Sockless, could you spoiler that chart? It's kind of huge.
Anyway, yes, that chart and the wikipedia article that refernces it has been linked in the last thread several times. Again, the real point of that is that it doesn't really matter much, because the granularity of the soil is not a really relevant aspect of soil fertility. If anything, it will be compressed into a single "drainage" stat so that players aren't too handicapped by something that is really complexity beyond anything they can really control.
As for the alkaline soil, yes, I have seen that, as well. That will come in the "Advanced NPK and Specific Fertilizers" section.

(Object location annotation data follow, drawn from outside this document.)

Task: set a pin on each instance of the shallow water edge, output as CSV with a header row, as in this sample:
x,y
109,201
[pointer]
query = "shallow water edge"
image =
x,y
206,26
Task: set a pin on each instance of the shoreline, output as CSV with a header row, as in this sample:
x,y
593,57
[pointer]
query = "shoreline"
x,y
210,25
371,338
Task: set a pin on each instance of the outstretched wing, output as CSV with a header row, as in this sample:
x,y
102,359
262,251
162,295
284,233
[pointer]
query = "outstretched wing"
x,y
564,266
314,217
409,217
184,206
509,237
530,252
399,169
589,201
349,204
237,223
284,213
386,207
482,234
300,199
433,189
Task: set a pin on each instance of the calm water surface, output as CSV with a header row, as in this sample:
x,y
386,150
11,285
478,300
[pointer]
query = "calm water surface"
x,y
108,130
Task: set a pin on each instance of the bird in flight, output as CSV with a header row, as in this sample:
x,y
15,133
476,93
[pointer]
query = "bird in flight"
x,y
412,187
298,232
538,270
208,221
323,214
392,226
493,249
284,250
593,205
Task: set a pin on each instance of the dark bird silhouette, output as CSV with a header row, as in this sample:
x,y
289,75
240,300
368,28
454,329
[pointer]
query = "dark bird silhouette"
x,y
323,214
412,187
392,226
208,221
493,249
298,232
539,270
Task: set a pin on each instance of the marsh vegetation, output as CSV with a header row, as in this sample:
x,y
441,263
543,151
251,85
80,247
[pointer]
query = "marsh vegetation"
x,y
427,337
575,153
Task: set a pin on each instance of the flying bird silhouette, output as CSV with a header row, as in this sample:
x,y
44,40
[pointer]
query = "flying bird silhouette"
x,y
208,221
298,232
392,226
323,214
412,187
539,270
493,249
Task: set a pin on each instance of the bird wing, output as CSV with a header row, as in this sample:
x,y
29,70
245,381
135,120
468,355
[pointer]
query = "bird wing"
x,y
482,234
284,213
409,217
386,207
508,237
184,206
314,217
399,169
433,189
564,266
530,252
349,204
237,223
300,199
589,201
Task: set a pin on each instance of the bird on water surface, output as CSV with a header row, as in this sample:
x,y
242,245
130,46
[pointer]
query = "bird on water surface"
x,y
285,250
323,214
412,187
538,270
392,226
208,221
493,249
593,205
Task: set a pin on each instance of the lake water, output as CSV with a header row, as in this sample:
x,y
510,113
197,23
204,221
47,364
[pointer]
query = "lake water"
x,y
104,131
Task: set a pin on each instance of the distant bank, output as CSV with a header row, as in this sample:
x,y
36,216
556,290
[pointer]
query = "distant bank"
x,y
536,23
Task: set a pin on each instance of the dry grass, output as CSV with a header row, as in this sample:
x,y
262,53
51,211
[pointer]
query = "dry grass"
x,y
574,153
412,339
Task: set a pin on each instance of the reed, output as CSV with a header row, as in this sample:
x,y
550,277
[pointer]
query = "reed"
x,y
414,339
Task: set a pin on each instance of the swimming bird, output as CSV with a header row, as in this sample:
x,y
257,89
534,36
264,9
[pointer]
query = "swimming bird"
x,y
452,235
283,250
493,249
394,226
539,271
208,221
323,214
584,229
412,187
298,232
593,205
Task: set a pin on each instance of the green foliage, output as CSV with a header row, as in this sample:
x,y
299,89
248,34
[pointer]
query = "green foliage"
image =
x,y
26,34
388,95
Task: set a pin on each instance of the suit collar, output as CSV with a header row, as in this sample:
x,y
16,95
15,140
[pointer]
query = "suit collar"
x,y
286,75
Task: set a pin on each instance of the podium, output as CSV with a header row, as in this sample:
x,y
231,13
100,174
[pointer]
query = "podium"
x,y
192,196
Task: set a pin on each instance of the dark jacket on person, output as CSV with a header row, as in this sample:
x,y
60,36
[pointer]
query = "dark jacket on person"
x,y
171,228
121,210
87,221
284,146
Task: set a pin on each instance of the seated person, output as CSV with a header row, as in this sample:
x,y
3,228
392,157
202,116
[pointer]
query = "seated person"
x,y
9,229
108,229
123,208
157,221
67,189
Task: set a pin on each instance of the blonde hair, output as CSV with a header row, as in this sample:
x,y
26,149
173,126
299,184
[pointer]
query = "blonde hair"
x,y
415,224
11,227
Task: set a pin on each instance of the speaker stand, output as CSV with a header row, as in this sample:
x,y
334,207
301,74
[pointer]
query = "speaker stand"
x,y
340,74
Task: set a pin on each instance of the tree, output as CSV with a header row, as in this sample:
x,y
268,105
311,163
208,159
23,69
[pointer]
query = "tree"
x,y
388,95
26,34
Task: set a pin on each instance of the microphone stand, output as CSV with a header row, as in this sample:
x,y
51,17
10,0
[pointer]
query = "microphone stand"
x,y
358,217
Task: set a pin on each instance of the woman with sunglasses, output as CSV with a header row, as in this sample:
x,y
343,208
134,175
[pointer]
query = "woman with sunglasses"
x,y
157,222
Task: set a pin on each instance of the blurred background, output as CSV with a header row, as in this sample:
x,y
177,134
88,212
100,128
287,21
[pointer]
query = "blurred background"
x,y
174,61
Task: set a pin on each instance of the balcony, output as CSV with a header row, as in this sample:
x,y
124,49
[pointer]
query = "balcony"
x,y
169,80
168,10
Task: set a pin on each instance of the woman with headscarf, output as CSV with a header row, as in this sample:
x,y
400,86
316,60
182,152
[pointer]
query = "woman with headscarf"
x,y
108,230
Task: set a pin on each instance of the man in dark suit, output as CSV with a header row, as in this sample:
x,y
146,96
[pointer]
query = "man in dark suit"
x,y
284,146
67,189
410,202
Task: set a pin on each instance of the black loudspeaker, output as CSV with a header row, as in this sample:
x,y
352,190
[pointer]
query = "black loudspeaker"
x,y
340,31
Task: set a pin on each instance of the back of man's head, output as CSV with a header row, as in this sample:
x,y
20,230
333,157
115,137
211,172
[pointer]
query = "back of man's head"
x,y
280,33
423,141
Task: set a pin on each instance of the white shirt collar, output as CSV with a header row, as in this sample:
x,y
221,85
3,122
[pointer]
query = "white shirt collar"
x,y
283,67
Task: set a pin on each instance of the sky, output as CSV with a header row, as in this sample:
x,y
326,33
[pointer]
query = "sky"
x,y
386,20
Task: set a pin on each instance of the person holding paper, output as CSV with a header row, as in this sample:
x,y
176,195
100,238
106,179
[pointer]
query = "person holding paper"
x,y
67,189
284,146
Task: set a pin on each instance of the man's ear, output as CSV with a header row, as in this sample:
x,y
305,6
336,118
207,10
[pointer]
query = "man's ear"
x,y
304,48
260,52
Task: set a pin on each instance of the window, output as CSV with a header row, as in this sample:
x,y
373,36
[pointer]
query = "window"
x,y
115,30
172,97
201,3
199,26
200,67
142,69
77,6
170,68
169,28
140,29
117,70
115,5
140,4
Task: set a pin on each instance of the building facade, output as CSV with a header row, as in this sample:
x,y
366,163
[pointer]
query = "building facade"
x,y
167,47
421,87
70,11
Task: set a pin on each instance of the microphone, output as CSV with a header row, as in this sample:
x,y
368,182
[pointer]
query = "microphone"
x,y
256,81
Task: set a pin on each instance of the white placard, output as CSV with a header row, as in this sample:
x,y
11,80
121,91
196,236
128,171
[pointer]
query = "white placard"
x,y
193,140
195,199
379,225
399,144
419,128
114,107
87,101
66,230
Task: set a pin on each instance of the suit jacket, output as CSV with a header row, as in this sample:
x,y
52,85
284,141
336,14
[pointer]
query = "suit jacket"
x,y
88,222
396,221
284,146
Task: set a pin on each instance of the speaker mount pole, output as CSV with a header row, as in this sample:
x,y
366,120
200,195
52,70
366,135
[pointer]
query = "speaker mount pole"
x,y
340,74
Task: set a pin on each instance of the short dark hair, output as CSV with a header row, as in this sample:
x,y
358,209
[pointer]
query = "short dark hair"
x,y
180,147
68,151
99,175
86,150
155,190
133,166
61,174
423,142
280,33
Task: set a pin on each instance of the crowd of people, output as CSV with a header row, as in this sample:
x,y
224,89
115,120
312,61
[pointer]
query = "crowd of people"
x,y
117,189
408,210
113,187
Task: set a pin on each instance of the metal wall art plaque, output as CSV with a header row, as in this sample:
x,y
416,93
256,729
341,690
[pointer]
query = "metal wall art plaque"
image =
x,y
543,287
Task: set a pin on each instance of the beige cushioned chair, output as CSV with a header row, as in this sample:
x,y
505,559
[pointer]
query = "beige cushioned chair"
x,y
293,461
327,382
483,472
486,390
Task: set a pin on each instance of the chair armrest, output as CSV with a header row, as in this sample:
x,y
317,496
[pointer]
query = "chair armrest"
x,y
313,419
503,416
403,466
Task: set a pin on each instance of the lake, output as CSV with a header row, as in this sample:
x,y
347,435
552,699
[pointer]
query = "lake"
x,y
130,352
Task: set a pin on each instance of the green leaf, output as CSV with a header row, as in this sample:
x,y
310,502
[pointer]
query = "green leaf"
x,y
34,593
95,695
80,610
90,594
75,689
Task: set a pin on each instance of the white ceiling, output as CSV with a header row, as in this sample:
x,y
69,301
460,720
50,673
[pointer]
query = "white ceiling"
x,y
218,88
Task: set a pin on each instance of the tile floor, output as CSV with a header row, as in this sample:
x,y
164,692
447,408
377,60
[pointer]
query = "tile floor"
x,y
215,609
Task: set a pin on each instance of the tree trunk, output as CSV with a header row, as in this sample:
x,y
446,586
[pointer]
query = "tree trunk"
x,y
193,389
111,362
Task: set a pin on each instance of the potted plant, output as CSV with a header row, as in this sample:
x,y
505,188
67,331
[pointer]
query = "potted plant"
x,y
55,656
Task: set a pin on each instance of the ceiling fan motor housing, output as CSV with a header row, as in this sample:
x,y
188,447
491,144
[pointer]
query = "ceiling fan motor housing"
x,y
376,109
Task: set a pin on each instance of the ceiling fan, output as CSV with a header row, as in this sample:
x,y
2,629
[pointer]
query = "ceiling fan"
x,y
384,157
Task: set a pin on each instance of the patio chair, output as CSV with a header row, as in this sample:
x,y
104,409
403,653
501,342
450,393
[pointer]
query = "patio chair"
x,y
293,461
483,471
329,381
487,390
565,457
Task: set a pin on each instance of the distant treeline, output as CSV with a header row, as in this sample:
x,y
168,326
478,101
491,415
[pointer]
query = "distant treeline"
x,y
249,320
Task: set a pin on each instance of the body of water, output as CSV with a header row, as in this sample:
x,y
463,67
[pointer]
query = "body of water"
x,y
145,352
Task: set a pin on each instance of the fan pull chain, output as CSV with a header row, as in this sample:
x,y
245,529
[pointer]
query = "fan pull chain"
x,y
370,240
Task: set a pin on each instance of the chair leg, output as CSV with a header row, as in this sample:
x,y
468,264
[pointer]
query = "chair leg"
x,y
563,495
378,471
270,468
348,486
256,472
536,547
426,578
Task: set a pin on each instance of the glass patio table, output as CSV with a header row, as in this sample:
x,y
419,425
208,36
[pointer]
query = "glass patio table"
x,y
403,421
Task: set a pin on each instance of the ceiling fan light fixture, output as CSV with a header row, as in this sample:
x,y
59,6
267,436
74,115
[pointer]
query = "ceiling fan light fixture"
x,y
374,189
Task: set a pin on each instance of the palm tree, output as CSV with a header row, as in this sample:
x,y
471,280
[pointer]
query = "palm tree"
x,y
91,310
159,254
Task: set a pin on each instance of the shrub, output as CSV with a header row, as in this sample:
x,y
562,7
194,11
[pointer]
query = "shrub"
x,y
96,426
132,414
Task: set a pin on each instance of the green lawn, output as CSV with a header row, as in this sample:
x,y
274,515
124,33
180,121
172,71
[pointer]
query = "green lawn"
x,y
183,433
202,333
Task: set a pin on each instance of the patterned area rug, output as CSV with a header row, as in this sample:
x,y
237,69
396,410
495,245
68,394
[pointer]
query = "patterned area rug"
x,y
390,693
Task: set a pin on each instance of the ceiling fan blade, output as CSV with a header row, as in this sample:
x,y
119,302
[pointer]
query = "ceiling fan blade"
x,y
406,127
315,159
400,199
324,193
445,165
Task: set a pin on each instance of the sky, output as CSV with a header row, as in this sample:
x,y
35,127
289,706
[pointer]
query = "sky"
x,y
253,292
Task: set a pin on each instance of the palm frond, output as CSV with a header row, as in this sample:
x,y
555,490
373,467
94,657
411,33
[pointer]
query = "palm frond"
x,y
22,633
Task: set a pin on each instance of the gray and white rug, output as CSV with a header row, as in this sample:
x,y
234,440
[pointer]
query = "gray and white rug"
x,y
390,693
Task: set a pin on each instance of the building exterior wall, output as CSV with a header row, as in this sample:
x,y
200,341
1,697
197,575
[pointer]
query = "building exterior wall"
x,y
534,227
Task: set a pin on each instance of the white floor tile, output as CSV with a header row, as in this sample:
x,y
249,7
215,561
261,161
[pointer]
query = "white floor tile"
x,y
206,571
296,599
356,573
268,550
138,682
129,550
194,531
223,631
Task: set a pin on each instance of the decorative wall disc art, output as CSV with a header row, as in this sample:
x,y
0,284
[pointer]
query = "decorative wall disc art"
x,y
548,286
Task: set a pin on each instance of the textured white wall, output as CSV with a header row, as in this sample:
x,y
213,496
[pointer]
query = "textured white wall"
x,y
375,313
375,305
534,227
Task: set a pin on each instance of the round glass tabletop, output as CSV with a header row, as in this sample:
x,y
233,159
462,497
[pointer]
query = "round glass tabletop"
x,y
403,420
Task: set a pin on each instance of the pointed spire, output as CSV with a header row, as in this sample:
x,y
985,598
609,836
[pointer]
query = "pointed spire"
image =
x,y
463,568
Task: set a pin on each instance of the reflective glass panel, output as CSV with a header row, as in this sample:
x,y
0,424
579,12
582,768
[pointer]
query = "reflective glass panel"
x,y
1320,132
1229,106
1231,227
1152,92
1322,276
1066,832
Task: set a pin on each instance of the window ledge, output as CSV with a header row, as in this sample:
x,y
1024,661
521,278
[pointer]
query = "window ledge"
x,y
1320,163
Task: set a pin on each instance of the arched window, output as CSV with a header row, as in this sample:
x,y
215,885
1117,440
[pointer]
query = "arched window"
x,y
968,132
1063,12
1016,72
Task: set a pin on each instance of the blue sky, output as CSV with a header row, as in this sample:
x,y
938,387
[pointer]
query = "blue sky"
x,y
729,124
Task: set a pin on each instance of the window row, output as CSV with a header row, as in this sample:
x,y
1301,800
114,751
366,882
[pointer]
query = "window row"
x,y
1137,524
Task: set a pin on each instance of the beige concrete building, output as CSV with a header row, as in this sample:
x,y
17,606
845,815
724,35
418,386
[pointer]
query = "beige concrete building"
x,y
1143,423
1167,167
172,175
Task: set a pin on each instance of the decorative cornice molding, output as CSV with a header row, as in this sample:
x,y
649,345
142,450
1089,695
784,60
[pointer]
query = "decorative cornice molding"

We've also had discussions on what sort of land area you need to "realistically" farm for the numbers of people we are talking about, and this will be mentioned in one of the closing sections on the thread. I should also point out that the neutrality of that article you referenced (which I've seen before in the thread) is very much disputable, as it is basically a pro-veganism screed. Veganism wouldn't even be possible in medieval times thanks to Vitamin B
12 deficiency, as was raised back then.
For "hydroponics" in gravel... that's not really hydroponics except in some very technical definitions, and it's really beyond medieval farming methods, anyway.
For Aquaculture, that isn't farming by raft, that's fishing. Or rather, it's fisheries, which would certainly be an option available to ancient, much less medieval fishermen. Ironically, the article actually talks about how the Ancient Chinese first practiced this by trapping carp from their rivers. There's also the interesting Algaculture article, where algae is purposefully grown in shallow vats so as to reduce it to fuel or fertilizer.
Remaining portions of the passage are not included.